The situation with respect to breach of contract is that it is in the
situations of fraud. There is a lot of fraud going on right now, there's
a lot of profiteering going on right now, and the punitive damages would
kick in only in the event of fraud.

However, under this legislation, the barrier has been set so high for
the plaintiff, and the barrier has been set so low for the defendant,
that punitive damages are really a non-issue with respect...

    COSSACK: What about -- Howard, what about negligence? What about if
somebody brought a lawsuit and said, this company should have -- was
negligent in not fixing this a long time ago or designing this or
figuring it out? Would punitive damages apply there?

    NATIONS: No. Well, the punitive damages is going to be taken out,
basically, by the legislation. I mean, the barrier is so high for the
punitive damages. I mean, they did that by design. But you could have --
this is not a gross negligence situation. Primarily it's going to be
fraud. That's where the -- that's where the punitive damages will come
in. And it -- the interesting part about the legislation is, the more
fraudulent you are, the more protection you get from the legislation.

    COSSACK: All right, let's find out more about that when we come
back.

January 1st will mark the beginning of a new age, but will the next
millennium be ushered in by computer chaos?
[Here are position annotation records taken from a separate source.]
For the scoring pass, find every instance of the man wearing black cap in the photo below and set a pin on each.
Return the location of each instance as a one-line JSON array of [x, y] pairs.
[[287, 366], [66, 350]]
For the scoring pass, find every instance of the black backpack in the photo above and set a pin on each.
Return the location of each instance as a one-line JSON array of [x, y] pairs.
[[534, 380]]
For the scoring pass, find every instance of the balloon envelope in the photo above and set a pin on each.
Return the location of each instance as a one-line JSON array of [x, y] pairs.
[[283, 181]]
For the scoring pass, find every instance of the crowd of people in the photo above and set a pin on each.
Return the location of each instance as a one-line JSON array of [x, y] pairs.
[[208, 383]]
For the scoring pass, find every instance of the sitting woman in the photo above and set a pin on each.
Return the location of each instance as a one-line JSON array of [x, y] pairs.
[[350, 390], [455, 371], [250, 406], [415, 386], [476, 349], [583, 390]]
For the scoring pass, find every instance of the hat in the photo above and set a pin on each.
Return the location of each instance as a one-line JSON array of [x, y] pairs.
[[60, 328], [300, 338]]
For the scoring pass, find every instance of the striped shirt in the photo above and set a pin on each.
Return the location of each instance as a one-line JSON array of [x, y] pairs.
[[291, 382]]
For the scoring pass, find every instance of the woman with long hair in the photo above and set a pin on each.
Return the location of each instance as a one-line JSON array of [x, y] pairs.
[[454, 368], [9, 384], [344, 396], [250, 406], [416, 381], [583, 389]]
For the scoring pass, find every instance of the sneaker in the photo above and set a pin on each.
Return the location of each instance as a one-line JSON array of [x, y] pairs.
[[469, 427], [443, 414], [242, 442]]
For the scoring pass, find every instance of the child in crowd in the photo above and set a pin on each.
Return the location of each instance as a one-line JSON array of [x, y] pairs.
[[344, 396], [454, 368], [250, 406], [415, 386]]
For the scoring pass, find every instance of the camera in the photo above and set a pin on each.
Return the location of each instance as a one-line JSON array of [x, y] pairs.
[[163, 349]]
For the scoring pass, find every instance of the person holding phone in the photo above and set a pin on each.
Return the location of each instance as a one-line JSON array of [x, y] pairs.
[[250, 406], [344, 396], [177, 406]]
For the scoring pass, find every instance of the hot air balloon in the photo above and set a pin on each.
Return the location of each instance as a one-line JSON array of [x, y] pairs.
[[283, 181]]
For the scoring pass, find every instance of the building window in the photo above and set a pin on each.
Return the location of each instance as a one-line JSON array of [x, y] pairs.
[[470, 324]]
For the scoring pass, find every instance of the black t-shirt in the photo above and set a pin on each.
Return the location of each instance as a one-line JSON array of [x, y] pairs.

Stay with us.

(BEGIN Q&A)

Q: Despite public assurances about Y2K readiness, where are the Colorado
agency heads in charge of keeping prisons locked, streets safe and roads
open spending New Year's Eve?

A: In the underground bunker at Camp George West in Golden, Colorado.
Officials will be able to contact Gov. Bill Owens in case there is an
emergency.

(END Q&A)

    COSSACK: In just 33 days, the 1900s will be a thing of the past, as
we enter the 21st century. Is it too late to prepare for the Y2K bug?

Howard, before we find out if it's too late to prepare, you said
something at the end of the -- of our last block that intrigued me. You
said, the more fraud that someone commits, the greater protection they
get under this legislation. Tell me why you believe that?

    NATIONS: Well, because they have raised the barriers, they have
raised the burden of proof. As you know, we've had, appropriately for
this show, we have had the burden of proof has been established for a
couple of centuries with respect to how to establish liability for
punitive damages or how to establish liability for any negligence. And
the burden of proof with respect to the fraud that's committed or for
any recovery of punitive damages and Y2K has been raised in -- in a
rather quantum leap actually.

And the barriers have been raised to the point where there simply won't
be any recovery of punitive damages under Y2K. It's just too high a
barrier, and the relief available to the people who caused this problem
is too great.

    COSSACK: Scott, is it -- is the legislation fixed up to protect
those who may have caused the problem?

    LEVITT: I don't think so. I think it tries for a uniform standard. I
think with fraud we have 50 different standards among the states and I
think the legislation is trying to create a uniform standard. Whether
that may be higher than the burden of proof in certain states that is a
possibility. But I think it's too -- with respect to Y2K, it's probably
a good thing to have a national standard.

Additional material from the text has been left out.